More than 45 million turkeys are eaten on Thanksgiving Day, with a never-ending list of side dishes and desserts. The Thanksgiving meal is by far the largest and most stressful meal many consumers prepare all year, leaving room for mistakes that can make guests sick. But never fear, the U.S. Department of Agriculture (USDA) Food Safety and Inspection Service (FSIS) is available with tips and resources to make this Thanksgiving safe and stress-free.

“Turkey and other meat and poultry may contain Salmonella and Campylobacter that can lead to serious foodborne illness,” said acting FSIS Administrator Paul Kiecker. “By properly handling and cooking your turkey, you can avoid these harmful pathogens and ensure your family has a safe and healthy Thanksgiving feast.”

Begin by following these five steps:

Wash your hands, but not your turkey

Washing your hands before cooking is the simplest way to stop the spread of bacteria, while washing your turkey is the easiest way to spread bacteria all over your kitchen. According to the 2016 Food and Drug Administration Food Safety Survey, 68 percent of consumers wash poultry in the kitchen sink, which is not recommended by the USDA. Research shows that washing meat or poultry can splash bacteria around your kitchen by up to 3 feet, contaminating countertops, towels and other food.
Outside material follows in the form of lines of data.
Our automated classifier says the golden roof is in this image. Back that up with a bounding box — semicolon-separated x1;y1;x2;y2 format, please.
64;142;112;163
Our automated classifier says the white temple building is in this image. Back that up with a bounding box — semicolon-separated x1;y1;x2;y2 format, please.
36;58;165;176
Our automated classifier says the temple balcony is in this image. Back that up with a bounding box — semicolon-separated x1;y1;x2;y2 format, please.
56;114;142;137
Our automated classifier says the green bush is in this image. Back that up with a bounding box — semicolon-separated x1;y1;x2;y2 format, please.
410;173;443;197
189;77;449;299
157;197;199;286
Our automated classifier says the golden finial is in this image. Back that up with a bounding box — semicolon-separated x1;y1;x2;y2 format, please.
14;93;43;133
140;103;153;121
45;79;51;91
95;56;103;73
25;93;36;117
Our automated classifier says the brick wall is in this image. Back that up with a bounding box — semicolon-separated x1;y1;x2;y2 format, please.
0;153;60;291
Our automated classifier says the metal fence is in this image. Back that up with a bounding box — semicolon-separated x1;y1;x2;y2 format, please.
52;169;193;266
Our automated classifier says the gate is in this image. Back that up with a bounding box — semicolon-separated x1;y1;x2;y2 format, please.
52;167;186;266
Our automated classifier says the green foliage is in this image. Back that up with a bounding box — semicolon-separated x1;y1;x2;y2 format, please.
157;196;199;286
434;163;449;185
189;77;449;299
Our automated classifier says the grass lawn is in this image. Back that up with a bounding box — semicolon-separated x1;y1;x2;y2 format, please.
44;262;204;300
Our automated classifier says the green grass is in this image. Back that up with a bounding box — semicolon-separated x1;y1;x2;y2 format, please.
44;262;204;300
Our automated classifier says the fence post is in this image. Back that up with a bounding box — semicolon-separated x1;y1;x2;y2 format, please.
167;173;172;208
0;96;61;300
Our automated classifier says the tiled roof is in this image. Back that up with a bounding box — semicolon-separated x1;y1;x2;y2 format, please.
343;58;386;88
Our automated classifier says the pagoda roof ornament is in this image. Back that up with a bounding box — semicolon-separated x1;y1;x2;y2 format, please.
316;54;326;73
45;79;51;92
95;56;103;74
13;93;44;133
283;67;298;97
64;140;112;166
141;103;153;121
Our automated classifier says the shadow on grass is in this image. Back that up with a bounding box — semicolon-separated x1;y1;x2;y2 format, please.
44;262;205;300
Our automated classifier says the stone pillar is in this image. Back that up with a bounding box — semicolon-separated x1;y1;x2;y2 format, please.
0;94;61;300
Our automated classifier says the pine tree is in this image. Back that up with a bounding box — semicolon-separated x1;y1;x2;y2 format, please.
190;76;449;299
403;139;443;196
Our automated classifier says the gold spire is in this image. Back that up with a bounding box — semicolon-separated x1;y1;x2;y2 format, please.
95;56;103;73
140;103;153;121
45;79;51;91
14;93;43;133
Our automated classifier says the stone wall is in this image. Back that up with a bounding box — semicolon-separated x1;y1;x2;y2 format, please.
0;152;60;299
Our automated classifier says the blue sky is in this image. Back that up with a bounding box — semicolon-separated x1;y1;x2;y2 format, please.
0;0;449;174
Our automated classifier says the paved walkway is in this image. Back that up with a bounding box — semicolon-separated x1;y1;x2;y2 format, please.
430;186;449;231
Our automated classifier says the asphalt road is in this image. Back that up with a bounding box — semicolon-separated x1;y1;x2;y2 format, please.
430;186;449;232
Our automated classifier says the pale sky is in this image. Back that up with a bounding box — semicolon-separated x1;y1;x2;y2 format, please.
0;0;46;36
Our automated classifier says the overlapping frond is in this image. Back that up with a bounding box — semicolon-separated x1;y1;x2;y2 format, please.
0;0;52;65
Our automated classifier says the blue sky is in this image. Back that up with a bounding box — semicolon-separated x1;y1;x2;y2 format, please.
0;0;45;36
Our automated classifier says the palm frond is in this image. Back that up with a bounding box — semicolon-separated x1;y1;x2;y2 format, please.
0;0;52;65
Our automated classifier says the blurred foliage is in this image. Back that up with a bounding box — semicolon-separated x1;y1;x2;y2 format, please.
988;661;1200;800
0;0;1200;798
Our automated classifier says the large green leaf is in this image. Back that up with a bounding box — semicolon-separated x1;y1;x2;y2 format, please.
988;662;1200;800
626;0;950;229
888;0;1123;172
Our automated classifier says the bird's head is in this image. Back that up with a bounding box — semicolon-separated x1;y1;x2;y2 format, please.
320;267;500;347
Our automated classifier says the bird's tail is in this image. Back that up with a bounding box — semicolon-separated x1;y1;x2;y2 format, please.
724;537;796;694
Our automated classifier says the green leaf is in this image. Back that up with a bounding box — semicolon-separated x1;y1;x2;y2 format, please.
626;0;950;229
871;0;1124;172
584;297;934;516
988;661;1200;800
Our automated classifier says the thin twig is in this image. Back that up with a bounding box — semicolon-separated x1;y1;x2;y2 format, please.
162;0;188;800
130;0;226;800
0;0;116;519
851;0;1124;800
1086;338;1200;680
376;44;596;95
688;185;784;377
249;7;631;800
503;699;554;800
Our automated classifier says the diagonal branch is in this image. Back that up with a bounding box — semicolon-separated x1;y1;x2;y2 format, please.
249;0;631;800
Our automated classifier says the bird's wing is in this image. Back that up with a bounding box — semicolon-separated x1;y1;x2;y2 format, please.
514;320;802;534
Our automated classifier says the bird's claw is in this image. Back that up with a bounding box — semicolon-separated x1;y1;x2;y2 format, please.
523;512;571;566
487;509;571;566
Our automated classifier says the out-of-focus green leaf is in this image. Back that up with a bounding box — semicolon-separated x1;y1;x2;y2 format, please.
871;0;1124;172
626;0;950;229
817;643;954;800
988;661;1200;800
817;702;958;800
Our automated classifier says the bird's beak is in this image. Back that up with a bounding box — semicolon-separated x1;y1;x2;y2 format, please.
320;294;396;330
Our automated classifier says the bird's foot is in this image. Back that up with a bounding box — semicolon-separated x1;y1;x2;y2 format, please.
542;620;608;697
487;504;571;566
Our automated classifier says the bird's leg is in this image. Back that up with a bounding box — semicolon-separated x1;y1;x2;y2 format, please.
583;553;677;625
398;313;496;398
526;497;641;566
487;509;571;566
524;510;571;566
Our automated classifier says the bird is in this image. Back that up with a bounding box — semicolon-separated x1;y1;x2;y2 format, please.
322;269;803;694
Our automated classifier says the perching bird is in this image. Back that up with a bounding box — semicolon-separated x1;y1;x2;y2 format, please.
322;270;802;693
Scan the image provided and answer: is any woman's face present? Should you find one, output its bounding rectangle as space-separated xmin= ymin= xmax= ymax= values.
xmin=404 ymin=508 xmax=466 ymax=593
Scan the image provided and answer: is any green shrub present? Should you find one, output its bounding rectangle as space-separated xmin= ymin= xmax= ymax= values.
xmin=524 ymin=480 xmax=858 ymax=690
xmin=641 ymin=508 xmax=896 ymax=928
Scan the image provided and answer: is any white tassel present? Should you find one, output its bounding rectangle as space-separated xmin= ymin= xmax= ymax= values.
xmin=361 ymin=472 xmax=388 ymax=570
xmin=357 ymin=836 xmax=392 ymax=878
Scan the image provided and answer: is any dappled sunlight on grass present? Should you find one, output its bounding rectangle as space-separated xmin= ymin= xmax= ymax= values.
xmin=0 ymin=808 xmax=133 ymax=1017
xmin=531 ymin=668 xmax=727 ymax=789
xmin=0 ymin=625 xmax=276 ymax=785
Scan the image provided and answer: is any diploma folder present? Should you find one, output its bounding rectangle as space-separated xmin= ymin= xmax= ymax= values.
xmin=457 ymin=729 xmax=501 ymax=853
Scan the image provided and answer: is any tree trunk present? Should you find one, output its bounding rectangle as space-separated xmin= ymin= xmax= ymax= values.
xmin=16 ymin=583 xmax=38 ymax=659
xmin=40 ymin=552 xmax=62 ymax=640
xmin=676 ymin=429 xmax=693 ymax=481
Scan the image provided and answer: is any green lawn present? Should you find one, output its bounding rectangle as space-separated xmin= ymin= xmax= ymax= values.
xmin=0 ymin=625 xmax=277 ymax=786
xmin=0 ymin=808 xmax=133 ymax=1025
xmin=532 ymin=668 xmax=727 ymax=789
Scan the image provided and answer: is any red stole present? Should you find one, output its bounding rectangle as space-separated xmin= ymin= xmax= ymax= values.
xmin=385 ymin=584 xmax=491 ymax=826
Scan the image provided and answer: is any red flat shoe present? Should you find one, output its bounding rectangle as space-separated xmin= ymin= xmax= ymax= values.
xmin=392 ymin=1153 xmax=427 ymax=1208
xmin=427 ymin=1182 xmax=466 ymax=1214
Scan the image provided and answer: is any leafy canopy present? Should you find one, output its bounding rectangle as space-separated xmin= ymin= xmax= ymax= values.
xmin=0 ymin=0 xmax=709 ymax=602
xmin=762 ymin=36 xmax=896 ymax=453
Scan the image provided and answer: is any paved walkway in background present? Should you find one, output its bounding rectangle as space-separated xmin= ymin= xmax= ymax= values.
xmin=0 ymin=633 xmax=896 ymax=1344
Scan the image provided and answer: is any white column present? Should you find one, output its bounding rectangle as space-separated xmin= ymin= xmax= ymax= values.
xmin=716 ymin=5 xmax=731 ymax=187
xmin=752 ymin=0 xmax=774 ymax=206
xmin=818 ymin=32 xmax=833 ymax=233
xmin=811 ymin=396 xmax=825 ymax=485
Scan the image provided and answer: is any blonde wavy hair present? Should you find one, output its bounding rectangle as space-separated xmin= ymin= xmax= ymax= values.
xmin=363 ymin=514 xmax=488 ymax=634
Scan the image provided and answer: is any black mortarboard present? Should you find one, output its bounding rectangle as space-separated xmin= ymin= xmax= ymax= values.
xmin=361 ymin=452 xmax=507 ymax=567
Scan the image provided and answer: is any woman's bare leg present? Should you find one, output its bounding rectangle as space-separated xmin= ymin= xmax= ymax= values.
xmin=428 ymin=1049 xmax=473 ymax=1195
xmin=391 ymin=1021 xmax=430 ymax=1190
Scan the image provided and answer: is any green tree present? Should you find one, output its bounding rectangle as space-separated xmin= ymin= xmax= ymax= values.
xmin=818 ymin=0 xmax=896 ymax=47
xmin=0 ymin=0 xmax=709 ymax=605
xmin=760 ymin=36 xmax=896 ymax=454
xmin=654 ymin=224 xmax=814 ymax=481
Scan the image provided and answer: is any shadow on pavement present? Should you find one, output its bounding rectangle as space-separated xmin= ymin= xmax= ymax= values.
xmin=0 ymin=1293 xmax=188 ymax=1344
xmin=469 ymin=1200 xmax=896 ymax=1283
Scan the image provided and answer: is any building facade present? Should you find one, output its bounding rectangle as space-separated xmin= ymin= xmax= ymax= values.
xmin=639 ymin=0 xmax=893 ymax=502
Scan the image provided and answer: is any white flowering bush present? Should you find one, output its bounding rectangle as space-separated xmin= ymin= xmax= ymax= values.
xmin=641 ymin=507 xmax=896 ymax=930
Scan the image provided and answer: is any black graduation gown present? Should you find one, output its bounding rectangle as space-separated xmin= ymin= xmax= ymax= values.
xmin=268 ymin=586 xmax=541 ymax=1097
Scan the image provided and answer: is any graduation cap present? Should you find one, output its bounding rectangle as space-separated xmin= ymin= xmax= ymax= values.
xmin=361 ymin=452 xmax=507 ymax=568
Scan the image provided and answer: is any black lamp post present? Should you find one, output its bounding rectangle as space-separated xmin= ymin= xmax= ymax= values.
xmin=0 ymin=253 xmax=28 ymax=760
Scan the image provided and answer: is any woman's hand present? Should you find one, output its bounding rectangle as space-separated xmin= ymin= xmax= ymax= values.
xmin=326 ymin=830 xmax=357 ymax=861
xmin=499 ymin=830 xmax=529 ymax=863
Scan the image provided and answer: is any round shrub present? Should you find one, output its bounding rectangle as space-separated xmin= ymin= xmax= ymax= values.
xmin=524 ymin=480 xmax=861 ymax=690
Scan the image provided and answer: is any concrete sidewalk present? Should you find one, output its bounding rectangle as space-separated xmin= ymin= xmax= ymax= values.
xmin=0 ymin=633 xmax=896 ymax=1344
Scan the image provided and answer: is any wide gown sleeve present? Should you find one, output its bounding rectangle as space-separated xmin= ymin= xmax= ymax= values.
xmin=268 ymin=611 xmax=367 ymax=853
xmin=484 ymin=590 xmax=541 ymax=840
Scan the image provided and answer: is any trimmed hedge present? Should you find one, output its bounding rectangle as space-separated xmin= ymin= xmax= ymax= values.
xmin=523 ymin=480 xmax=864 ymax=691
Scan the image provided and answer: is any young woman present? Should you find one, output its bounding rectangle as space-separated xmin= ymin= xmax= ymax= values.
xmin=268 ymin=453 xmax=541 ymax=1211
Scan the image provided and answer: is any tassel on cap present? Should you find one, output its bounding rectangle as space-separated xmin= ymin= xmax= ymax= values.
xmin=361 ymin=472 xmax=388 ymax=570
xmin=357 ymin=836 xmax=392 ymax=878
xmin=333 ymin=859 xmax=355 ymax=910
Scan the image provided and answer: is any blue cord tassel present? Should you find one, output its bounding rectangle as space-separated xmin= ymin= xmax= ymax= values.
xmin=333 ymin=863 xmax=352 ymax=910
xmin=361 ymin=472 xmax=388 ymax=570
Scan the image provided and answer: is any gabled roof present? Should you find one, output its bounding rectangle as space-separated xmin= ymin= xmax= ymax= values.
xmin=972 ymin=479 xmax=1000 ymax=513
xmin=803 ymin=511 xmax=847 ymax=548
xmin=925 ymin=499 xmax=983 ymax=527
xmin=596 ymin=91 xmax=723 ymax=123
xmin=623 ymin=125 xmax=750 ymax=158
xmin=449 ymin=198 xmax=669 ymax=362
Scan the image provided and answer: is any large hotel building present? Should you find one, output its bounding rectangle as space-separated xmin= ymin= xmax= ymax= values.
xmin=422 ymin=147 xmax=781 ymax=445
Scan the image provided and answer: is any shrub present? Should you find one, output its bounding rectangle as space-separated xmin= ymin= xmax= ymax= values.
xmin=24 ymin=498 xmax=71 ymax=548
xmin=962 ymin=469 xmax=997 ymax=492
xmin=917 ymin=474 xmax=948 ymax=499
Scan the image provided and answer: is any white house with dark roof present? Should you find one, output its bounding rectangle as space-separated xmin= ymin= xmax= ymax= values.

Washing doesn’t remove bacteria from the bird. Only cooking the turkey to the correct internal temperature will ensure all bacteria are killed.

The exception to this rule is brining. When rinsing brine off of a turkey, be sure to remove all other food or objects from the sink, layer the area with paper towels and use a slow stream of water to avoid splashing.

To stuff or not to stuff

For optimal food safety, do not stuff the turkey. Even if the turkey is cooked to the correct internal temperature, the stuffing inside may not have reached a temperature high enough to kill the bacteria. It is best to cook the stuffing in a separate dish.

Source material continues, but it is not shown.